Factorials are foundational mathematical functions used to calculate permutations and combinations, amongst other things. The notation for a factorial is an exclamation mark '!' following a number, for instance, 11!. This notation means you multiply all the natural numbers up to and including the given number. For example, 11! = 11 x 10 x 9 x 8 x 7 x 6 x 5 x 4 x 3 x 2 x 1. Factorials grow very quickly as the numbers increase, hence they are a powerful mathematical tool.
When you're asked to calculate permutations like in the problem P(11,5), you're using factorials to determine how many ways you can arrange a specific number of items from a larger set. Factorials are critical because they represent possible arrangements, simplifying complex arrangements into manageable calculations.
To compute factorial manually:

• Start with the number given.
• Multiply it by each preceding integer down to 1.
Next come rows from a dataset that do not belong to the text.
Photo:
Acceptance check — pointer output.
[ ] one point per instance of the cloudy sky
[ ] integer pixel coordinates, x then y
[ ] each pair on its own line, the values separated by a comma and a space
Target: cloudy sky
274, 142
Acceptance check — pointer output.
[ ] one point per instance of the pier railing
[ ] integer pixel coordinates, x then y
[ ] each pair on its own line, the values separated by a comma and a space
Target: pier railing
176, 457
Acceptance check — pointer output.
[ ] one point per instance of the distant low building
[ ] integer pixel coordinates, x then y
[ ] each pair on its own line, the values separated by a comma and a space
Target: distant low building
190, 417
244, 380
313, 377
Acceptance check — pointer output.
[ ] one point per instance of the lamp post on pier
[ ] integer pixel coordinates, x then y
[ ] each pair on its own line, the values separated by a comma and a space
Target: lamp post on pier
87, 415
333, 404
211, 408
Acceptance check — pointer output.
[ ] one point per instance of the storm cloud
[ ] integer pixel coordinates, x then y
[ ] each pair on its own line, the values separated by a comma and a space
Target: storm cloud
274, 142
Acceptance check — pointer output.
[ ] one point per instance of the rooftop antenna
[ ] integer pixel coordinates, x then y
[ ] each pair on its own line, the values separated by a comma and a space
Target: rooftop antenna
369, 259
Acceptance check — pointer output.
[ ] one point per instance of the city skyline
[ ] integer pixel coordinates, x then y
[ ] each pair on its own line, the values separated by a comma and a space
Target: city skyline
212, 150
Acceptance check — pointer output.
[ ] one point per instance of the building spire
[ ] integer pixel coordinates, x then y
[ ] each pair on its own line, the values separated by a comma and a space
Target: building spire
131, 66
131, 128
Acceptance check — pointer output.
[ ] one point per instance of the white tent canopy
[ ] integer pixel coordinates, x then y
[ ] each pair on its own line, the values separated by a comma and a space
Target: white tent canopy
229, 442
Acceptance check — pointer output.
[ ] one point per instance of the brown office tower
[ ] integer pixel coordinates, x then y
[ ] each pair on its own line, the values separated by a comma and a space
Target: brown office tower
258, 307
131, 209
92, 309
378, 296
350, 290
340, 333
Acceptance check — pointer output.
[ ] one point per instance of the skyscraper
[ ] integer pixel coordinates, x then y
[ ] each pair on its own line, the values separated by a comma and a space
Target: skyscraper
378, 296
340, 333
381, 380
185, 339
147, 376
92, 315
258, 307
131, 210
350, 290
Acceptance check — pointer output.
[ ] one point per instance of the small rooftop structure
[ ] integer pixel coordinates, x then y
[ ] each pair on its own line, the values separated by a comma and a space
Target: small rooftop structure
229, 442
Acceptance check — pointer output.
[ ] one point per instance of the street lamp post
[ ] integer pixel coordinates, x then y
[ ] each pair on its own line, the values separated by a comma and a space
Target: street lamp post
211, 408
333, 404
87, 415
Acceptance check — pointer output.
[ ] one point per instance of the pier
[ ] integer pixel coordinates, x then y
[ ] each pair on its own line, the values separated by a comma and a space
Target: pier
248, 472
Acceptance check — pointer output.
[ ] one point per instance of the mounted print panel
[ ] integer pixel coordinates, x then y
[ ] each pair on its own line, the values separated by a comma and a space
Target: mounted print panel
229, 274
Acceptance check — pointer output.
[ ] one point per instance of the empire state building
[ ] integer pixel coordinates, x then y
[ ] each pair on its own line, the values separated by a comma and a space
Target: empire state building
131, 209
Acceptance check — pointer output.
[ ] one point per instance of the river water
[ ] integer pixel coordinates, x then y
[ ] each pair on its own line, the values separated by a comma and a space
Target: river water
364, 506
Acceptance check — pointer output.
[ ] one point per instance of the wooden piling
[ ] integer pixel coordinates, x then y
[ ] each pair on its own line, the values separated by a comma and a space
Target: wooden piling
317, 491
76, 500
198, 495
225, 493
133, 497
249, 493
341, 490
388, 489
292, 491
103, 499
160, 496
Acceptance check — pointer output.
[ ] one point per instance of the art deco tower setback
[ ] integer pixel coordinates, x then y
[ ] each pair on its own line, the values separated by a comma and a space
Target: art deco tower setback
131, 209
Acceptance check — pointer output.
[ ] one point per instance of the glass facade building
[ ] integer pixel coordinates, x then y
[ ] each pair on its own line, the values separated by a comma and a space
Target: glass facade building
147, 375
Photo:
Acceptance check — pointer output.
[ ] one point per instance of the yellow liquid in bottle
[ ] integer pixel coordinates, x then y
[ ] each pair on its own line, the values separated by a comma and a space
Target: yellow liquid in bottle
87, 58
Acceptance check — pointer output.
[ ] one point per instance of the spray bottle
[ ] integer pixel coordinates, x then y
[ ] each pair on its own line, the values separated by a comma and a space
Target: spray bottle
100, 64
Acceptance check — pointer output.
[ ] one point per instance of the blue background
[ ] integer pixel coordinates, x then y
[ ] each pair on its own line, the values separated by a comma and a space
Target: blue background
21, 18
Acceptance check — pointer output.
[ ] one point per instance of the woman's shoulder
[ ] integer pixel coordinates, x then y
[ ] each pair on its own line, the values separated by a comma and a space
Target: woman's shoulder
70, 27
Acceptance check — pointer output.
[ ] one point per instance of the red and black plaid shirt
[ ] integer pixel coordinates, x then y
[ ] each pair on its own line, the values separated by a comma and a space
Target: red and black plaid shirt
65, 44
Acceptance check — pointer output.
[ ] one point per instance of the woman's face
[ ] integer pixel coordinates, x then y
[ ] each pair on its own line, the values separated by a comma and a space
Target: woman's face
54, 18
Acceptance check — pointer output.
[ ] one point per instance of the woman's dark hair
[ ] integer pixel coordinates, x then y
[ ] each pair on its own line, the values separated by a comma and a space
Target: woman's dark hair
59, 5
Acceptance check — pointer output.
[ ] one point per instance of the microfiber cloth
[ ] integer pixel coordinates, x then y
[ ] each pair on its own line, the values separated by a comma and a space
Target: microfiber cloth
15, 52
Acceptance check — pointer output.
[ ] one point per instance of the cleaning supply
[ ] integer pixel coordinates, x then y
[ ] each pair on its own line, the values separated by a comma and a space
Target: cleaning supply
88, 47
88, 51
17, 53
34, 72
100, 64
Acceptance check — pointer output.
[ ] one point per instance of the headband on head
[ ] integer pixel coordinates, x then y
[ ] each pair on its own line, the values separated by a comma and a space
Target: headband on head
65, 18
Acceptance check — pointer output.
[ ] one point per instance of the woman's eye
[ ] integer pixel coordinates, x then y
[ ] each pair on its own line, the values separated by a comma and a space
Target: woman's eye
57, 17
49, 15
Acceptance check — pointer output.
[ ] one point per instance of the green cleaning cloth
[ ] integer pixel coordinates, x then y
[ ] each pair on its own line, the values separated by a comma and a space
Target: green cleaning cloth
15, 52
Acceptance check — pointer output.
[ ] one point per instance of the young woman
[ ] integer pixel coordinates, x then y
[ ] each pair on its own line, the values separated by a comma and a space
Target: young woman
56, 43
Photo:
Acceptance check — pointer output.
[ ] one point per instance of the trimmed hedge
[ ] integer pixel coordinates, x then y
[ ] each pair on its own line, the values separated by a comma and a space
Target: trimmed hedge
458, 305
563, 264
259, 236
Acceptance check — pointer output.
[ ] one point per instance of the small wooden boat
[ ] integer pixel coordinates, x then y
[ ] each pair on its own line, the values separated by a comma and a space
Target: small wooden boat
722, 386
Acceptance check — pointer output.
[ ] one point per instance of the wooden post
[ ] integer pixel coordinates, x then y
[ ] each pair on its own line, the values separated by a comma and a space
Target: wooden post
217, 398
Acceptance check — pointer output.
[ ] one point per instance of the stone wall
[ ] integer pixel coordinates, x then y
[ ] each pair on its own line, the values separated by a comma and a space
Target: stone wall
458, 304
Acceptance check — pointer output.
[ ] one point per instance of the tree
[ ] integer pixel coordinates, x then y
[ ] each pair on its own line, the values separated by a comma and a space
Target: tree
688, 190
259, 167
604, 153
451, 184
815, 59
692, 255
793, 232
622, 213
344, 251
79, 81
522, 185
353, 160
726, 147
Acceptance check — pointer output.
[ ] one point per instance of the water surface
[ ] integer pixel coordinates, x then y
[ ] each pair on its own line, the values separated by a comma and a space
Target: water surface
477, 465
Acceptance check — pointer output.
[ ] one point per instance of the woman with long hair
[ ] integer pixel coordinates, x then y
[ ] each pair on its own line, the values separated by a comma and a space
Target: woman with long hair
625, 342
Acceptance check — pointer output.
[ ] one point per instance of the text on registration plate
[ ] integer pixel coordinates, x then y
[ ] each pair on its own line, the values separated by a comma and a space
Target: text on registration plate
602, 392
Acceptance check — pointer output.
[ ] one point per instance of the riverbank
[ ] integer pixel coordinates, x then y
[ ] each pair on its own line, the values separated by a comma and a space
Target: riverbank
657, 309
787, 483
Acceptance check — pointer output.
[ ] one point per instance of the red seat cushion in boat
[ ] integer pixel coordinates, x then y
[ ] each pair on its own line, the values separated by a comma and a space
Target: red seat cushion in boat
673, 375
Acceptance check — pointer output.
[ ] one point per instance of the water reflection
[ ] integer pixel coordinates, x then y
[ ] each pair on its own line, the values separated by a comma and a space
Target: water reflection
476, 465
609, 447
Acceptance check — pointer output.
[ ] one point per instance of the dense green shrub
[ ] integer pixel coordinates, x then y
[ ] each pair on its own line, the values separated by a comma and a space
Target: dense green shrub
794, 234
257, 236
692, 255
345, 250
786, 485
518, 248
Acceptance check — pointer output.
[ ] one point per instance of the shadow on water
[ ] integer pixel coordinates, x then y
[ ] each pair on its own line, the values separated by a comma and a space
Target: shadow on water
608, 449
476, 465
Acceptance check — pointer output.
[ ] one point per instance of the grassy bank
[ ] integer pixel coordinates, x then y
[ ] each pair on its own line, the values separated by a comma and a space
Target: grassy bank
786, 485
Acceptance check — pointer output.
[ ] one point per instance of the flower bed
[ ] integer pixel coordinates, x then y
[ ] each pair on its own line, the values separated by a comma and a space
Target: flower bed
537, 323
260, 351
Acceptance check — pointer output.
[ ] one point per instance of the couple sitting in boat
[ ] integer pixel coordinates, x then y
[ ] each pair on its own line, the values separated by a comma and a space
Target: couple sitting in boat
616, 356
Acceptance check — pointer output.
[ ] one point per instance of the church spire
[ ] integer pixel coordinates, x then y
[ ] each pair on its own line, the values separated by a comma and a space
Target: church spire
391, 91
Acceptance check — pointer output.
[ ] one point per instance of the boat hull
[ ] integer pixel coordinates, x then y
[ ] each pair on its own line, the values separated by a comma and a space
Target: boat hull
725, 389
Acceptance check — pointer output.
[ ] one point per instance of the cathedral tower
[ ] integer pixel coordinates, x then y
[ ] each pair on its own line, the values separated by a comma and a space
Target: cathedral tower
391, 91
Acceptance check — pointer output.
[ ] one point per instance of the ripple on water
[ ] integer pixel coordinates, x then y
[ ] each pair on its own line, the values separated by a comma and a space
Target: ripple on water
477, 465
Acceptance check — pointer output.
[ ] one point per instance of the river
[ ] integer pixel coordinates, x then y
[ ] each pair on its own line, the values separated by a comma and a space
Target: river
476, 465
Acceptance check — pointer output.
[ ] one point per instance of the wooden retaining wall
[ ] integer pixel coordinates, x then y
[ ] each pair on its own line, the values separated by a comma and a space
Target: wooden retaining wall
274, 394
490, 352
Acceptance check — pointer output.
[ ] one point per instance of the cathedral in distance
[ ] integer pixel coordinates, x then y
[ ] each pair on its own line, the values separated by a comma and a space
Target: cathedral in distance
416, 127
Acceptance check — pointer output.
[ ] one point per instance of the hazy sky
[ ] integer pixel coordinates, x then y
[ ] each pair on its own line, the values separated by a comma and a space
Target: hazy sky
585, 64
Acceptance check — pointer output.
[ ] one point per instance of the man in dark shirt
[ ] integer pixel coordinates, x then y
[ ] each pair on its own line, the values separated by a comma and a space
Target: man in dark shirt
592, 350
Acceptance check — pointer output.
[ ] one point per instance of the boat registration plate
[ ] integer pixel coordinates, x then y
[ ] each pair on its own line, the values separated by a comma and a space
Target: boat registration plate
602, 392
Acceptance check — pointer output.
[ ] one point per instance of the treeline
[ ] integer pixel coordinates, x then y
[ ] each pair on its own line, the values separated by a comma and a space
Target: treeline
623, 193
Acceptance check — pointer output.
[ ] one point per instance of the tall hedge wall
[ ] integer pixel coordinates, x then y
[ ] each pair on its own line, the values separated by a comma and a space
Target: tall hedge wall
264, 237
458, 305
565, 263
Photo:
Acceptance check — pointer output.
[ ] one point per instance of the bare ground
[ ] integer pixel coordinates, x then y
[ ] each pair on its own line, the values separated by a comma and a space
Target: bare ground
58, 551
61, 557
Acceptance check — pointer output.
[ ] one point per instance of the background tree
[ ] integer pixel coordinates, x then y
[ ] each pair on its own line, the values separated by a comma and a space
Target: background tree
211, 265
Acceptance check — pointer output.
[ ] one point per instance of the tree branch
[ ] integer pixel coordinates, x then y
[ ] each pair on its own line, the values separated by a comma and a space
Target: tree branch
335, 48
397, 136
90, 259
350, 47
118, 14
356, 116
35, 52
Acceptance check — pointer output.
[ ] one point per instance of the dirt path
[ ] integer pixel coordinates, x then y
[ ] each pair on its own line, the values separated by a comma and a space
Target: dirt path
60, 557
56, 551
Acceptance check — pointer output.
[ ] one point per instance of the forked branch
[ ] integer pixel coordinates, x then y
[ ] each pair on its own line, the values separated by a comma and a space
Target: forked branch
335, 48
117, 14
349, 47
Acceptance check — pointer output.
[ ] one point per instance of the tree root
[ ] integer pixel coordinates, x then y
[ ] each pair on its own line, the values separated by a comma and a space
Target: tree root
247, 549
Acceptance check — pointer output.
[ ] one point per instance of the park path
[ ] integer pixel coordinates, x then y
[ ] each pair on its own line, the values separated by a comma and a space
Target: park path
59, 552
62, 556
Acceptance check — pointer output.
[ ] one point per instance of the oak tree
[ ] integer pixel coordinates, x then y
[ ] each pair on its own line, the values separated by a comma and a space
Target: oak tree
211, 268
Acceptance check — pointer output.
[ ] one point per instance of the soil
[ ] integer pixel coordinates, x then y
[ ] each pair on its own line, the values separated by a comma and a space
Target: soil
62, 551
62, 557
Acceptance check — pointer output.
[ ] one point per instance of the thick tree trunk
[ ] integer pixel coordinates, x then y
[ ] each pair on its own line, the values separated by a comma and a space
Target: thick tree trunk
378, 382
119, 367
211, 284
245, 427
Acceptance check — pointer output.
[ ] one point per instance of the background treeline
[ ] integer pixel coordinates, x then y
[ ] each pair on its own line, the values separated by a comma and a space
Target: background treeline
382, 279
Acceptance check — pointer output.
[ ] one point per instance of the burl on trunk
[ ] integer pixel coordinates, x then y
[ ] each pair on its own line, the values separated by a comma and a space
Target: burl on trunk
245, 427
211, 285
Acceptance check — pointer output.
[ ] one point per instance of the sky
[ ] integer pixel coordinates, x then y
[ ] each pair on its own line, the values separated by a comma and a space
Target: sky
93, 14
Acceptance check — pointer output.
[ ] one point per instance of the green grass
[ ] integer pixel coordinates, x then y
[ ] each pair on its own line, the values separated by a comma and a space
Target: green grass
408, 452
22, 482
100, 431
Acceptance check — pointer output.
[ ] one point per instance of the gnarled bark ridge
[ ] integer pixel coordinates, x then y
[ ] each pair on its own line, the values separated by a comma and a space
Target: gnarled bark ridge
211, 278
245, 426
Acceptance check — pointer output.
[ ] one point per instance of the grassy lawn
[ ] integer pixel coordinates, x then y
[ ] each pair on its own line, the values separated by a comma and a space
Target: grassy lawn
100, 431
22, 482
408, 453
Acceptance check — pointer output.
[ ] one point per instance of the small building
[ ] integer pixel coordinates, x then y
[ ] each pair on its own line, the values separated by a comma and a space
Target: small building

Combinatorics is a branch of mathematics focused on counting, arranging, and finding patterns over finite sets. It includes both permutations and combinations, which help determine how items can be selected or arranged.
A permutation specifically refers to arranging items where the order is significant. Hence, in P(11,5), we ask, "In how many ways can 5 items be arranged from a group of 11?"
Combinatorial principles are extremely useful in algebra problem-solving, computer science, and statistics since they offer ways to calculate probabilities and organize data.

• Permutations: Order matters when arranging items.
• Combinations: Order does not matter when selecting items.

Combining these principles with factorials allows one to estimate the possible outcomes efficiently.

Algebra problem-solving often includes using permutations and combinations to find solutions to real-world problems or theoretical exercises. When tackling problems like P(11,5), understanding the flow of working through algebraic equations is crucial.
This involves breaking down the problem as follows:

• Identify the type of problem: permutation or combination.
• Use the correct formula: factorials are key players here.
• Substitute with given values to simplify equations.
• Perform calculations step-by-step: Start from the simplest operations like factorial estimation and work through to more complex arrangements.

Permutations, being core to algebraic problem-solving, require clear steps and logical thinking. Whether in academic exercises or real-world applications, such understanding turns abstract calculation into accessible solutions. This methodical approach keeps the anxiety of large numbers at bay and builds confidence in problem-solving skills.